De rechter in dit gerecht:
- verklaart het beroep gegrond;
- vernietigt de bestreden fictieve afwijzende beschikking op het bezwaar van appellant;
- bepaalt dat verweerder binnen drie maanden na dagtekening van deze uitspraak een reële beslissing dient te nemen op het bezwaar van appellant;
- veroordeelt verweerder tot betaling van de door appellant voor dit geding gemaakte kosten aan rechtskundige bijstand, begroot op Afl. 500,-;
- gelast dat het door appellant gestorte griffierecht van Afl. 25,- aan hem wordt terugbetaald.

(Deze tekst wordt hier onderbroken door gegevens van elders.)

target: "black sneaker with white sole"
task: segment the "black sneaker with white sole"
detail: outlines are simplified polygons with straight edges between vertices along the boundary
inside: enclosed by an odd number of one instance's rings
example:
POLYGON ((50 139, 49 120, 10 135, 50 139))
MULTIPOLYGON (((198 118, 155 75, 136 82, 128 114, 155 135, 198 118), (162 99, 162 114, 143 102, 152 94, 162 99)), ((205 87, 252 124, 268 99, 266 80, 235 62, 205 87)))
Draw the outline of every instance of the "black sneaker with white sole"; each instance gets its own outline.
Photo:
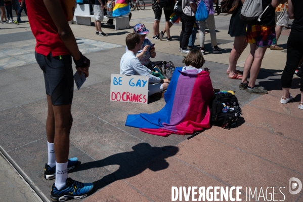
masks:
POLYGON ((215 49, 214 48, 212 48, 212 53, 222 53, 222 50, 220 47, 217 48, 215 49))
POLYGON ((101 33, 99 33, 99 35, 101 36, 107 36, 107 34, 106 34, 105 33, 103 32, 103 31, 101 33))
POLYGON ((81 199, 86 197, 93 190, 94 184, 82 183, 74 180, 70 178, 66 179, 65 186, 58 189, 55 183, 52 187, 51 199, 52 201, 64 201, 69 197, 74 199, 81 199))

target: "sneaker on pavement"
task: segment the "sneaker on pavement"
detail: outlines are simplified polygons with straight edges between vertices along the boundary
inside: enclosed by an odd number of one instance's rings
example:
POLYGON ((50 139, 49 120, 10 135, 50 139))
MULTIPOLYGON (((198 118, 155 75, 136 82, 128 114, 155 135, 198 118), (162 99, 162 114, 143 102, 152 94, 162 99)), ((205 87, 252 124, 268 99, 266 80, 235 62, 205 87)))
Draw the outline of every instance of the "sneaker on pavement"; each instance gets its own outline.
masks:
POLYGON ((153 39, 158 40, 160 36, 159 35, 156 35, 155 36, 153 36, 153 39))
MULTIPOLYGON (((78 163, 78 158, 74 157, 68 159, 67 161, 67 171, 75 168, 78 163)), ((56 166, 51 168, 48 164, 45 164, 44 168, 44 178, 48 180, 52 180, 56 178, 56 166)))
POLYGON ((107 34, 106 34, 105 33, 103 32, 103 31, 101 33, 99 33, 99 35, 101 36, 107 36, 107 34))
POLYGON ((281 98, 280 102, 281 102, 282 104, 286 104, 287 102, 289 102, 291 100, 292 100, 292 96, 290 95, 290 94, 289 94, 289 97, 288 98, 282 97, 282 98, 281 98))
POLYGON ((284 50, 284 49, 283 49, 283 48, 279 47, 278 46, 271 46, 270 49, 271 49, 271 50, 272 50, 274 51, 282 51, 282 50, 284 50))
POLYGON ((247 88, 246 89, 246 93, 251 94, 267 94, 268 91, 265 89, 261 89, 259 87, 255 86, 252 89, 247 88))
POLYGON ((240 85, 239 85, 239 89, 245 90, 245 89, 247 89, 248 86, 248 82, 247 83, 244 84, 240 84, 240 85))
POLYGON ((189 46, 188 46, 188 48, 189 48, 190 49, 193 49, 193 48, 197 48, 197 47, 198 47, 197 46, 196 46, 196 45, 189 46))
POLYGON ((159 35, 159 38, 160 38, 160 41, 162 41, 163 36, 164 36, 164 34, 163 33, 163 31, 161 31, 161 32, 160 32, 160 34, 159 35))
POLYGON ((52 201, 64 201, 72 197, 74 199, 80 199, 88 196, 94 188, 93 183, 82 183, 74 180, 70 178, 66 179, 65 186, 61 189, 58 189, 55 183, 52 187, 51 199, 52 201))
POLYGON ((188 54, 188 53, 189 53, 190 51, 190 50, 189 49, 185 49, 185 50, 181 50, 181 53, 186 53, 186 54, 188 54))
POLYGON ((221 48, 219 47, 218 47, 218 48, 217 49, 215 49, 214 48, 212 48, 212 53, 220 53, 222 52, 222 50, 221 50, 221 48))

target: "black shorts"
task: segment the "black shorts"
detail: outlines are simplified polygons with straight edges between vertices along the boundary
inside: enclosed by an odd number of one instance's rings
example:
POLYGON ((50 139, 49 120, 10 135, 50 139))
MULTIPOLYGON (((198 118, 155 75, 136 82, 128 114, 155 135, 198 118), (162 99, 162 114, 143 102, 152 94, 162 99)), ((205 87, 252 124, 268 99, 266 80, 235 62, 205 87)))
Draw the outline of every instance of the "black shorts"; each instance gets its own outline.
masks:
POLYGON ((161 16, 162 16, 162 9, 157 8, 154 10, 155 13, 155 20, 160 21, 161 20, 161 16))
POLYGON ((74 76, 70 55, 53 57, 35 52, 36 60, 43 70, 45 88, 55 106, 71 104, 74 93, 74 76))
POLYGON ((173 10, 164 10, 164 14, 165 16, 165 22, 169 22, 170 20, 170 16, 174 13, 173 10))

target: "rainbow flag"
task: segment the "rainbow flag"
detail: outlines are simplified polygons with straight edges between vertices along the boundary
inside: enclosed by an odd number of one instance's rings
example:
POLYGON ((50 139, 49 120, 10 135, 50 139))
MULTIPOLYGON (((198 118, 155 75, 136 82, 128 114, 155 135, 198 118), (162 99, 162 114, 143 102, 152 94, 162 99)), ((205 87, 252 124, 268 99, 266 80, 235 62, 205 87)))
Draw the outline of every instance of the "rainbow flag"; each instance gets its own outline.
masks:
POLYGON ((113 9, 113 17, 120 17, 129 13, 131 7, 125 0, 118 0, 113 9))
POLYGON ((127 116, 125 126, 153 135, 192 134, 210 127, 208 103, 214 92, 208 72, 197 74, 177 67, 164 94, 166 104, 157 112, 127 116))

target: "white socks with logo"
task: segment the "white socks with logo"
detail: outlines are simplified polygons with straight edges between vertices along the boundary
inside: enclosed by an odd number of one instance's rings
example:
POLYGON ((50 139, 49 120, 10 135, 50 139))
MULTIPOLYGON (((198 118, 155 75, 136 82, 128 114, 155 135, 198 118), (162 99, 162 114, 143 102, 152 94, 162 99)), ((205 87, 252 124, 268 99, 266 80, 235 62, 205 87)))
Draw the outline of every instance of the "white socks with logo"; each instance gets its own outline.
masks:
POLYGON ((65 186, 67 179, 67 162, 58 164, 56 161, 56 181, 55 186, 59 190, 65 186))
POLYGON ((49 151, 49 162, 48 163, 48 165, 50 166, 51 168, 53 168, 56 166, 56 156, 55 155, 54 143, 50 143, 48 141, 48 148, 49 151))

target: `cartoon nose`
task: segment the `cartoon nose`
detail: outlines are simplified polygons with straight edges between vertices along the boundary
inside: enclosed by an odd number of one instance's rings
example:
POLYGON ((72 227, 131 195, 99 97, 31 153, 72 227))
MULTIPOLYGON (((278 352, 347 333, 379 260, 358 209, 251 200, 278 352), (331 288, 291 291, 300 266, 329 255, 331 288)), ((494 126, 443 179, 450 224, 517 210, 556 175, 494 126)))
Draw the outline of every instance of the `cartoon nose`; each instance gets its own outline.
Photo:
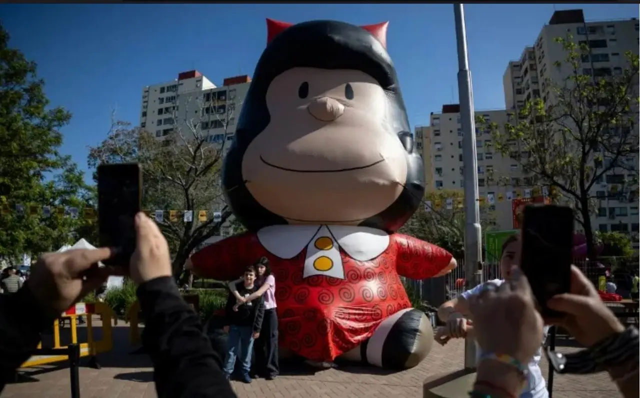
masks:
POLYGON ((307 109, 311 116, 323 121, 333 121, 344 113, 344 105, 328 96, 314 99, 307 109))

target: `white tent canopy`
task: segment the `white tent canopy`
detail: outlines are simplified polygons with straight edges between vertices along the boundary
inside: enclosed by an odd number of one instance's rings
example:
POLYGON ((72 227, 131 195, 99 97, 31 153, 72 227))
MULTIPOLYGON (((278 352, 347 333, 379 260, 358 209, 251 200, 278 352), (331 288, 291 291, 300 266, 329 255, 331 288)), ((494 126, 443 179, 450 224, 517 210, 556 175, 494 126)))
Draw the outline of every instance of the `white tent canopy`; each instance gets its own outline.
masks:
MULTIPOLYGON (((65 245, 60 249, 58 250, 58 252, 66 252, 68 250, 73 250, 76 249, 95 249, 95 246, 93 246, 89 242, 86 241, 86 239, 83 238, 78 241, 74 243, 73 245, 69 246, 68 245, 65 245)), ((104 266, 104 265, 100 263, 99 263, 100 266, 104 266)), ((109 277, 107 279, 107 290, 113 287, 122 287, 122 284, 124 283, 124 277, 109 277)))

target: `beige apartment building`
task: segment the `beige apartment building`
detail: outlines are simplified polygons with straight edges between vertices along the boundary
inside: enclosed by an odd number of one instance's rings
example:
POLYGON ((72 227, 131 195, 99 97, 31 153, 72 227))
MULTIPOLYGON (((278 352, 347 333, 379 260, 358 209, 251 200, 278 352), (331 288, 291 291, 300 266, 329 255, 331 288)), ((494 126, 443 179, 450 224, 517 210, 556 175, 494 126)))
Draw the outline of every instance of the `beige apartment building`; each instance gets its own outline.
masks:
MULTIPOLYGON (((567 33, 570 33, 576 42, 588 43, 591 48, 590 56, 584 56, 582 59, 582 73, 586 75, 620 74, 625 67, 625 52, 638 52, 637 19, 586 22, 582 10, 556 11, 549 23, 543 27, 534 45, 525 47, 518 60, 508 63, 503 78, 506 109, 477 111, 476 116, 481 115, 488 121, 504 125, 507 121, 517 121, 516 110, 527 100, 538 97, 550 99, 552 94, 549 88, 545 87, 545 80, 549 79, 561 82, 570 72, 566 68, 554 65, 556 61, 562 61, 566 56, 561 45, 554 39, 565 37, 567 33)), ((636 119, 636 134, 637 116, 636 109, 631 115, 636 119)), ((512 213, 511 203, 506 200, 508 195, 516 197, 518 194, 522 197, 540 195, 540 184, 534 176, 524 174, 516 162, 493 151, 488 132, 476 128, 476 134, 481 197, 493 194, 494 198, 504 198, 502 201, 495 200, 490 208, 495 211, 497 227, 509 229, 512 227, 512 213), (496 183, 499 180, 500 184, 496 183), (504 184, 505 181, 509 181, 510 185, 504 184)), ((419 150, 426 158, 425 171, 428 180, 433 181, 433 188, 463 189, 460 106, 443 105, 441 112, 432 113, 430 126, 416 128, 415 136, 417 142, 422 143, 422 148, 419 147, 419 150), (429 148, 425 148, 429 144, 429 148)), ((514 143, 513 150, 518 150, 517 143, 514 143)), ((636 165, 637 169, 637 155, 626 160, 636 165)), ((616 169, 607 174, 593 187, 594 195, 601 198, 600 208, 591 220, 593 228, 602 231, 631 233, 632 241, 637 247, 640 216, 638 198, 634 195, 637 186, 625 183, 630 177, 630 172, 626 170, 616 169)), ((580 231, 580 226, 577 225, 576 229, 580 231)))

Deze beslissing werd gegeven door mr. N.K. Engelbrecht, rechter in dit gerecht, en uitgesproken ter openbare terechtzitting op maandag, 24 oktober 2016 in aanwezigheid van de griffier.
Tegen deze uitspraak staat hoger beroep open bij het Hof (art. 53a LAR).
Het hoger beroep wordt ingesteld binnen zes weken na de dag waarop de beslissing op het beroep is gedagtekend. De instelling van het hoger beroep geschiedt door indiening bij de griffie van het Gerecht van een aan het Hof gericht beroepschrift (art. 53b LAR).